Ein 70 Jahre alter, seit 30 Jahren durch einen Unglücksfall vollkommen gelähmter Mann, zitternd an allen Gliedern, habe zu zittern aufgehört, habe langsam die Glieder gestreckt und sich zurecht gesetzt. Seine Tochter richtete ihm von Bruno Gröning aus, dass er den Vater heilen wolle, und er solle noch zweimal oder dreimal zu Bruno Gröning kommen.

E. A. Schmidt (a.a.O.), S. 38-39, 97-99 berichtet über die Heilung eines Fabrikanten, Skeptiker und Realist. Ihm war eine Niere entfernt worden, er sollte sich einer erneuten Operation an der zweiten Niere unterziehen, ein Gang auf Leben und Tod. Er wartete im Hause Wilhelmsplatz 7 auf Bruno Gröning, dem er gegen vorherige Anweisung seine Krankheitsgeschichte erzählte. Bruno Gröning beachtete ihn vorerst nicht. Erst nach mehreren Stunden, als der Mann „weich“ geworden war, sprach er ihn an. Am nächsten Morgen lag der Mann auf dem Operationstisch, wobei der Chirurg nach einer nochmaligen Untersuchung von einem Wunder sprach und von der Operation Abstand nahm. Der Fabrikant bestätigte die Heilung vor der Ärztekommission am 7.Juni 1949.
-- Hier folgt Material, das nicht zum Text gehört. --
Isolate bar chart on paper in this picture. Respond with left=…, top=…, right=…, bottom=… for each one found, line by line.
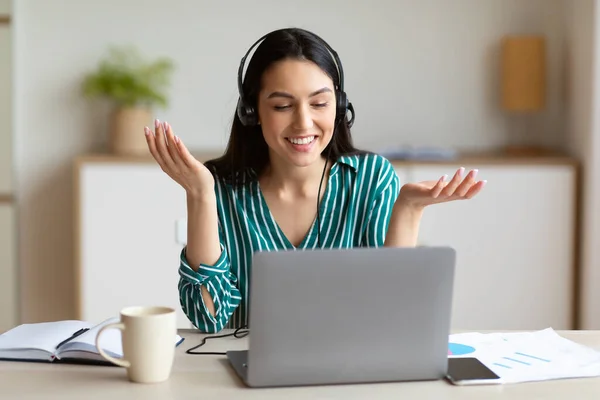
left=448, top=329, right=600, bottom=383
Weiter berichtet E. A. Schmidt von der beginnenden Heilung einer Frau H. aus A., verheiratet, Mutter von 3 Kindern. Sie saß im Rollstuhl vor dem Hause Wilhelmsplatz 7. Sie war seit 15 Jahren an Multipler Sklerose erkrankt, die eine fast vollkommene Lähmung der rechten Seite und teilweise auch der linken zur Folge hatte. Das Augenlicht wurde mit der Zeit schwächer, Sprachstörungen traten auf, der Mund verzog sich nach der einen Seite. Nachdem Bruno Gröning auf dem Balkon erschien, konnte die Frau den rechten Arm wieder heben und auch wieder sehen. Sie hob aus eigener Kraft die beiden Beine im Rollstuhl, was ihr vorher nicht möglich war, der Mund hatte wieder eine ganz normale Stellung, ihre Sprache wurde wieder klarer und ihr Gesicht hatte ein ganz anderes Aussehen.

[39] Kaul, Dr. phil. A.: Das Wunder von Herford, Bensheim/Bergstraße: Lauda-Verlag, 1949, S. 17. - Erneutes schriftliches Verbot des Oberstadtdirektors von Herford v. 07.06.1949: Kommunalarchiv Herford, Sign. 32/7

[40] „Mitteilungen vom Ring der Freunde Bruno Grönings - Weltgemeinschaft“  vom 01.09.1949, Seite 4-5. - Schmidt (a.a.O.), S. 119: „Auch der genauestens untersuchte Fall Dieter Hülsmann konnte die Ärzte nicht umstimmen. Als erkennbar wurde, dass keine Brücke vorhanden war, stellte ich die Frage, ob die Ärzte nicht wenigstens die Fälle, die sie als unheilbar aufgegeben haben, Herrn Gröning überlassen wollen. Auch dieser Vorschlag wurde glatt abgelehnt.“

[41] Revue, 21.08.1949, S. 8. - Siehe auch die Aussage der Reporter der Revue vom 14.08.1949, S. 8 zum Detmolder Amtsarzt: „Dr. Dyes war voll von ärztlichem Hochmut“.
„Den Ärztevertretern und der Ärztelobby ging es maßgebend ums Geld, denn durch Bruno Gröning kamen kostenlose Heilungen zustande. Daneben handelten sie aus Neid, Hass, Eitelkeit, Einbildung, Unwissenheit, Angst“ (Häusler, Grete: Hier ist die Wahrheit an und um Bruno Gröning,  Mönchengladbach: Grete Häusler GmbH - Verlag, 2. Aufl. 1986, Seite 67-95).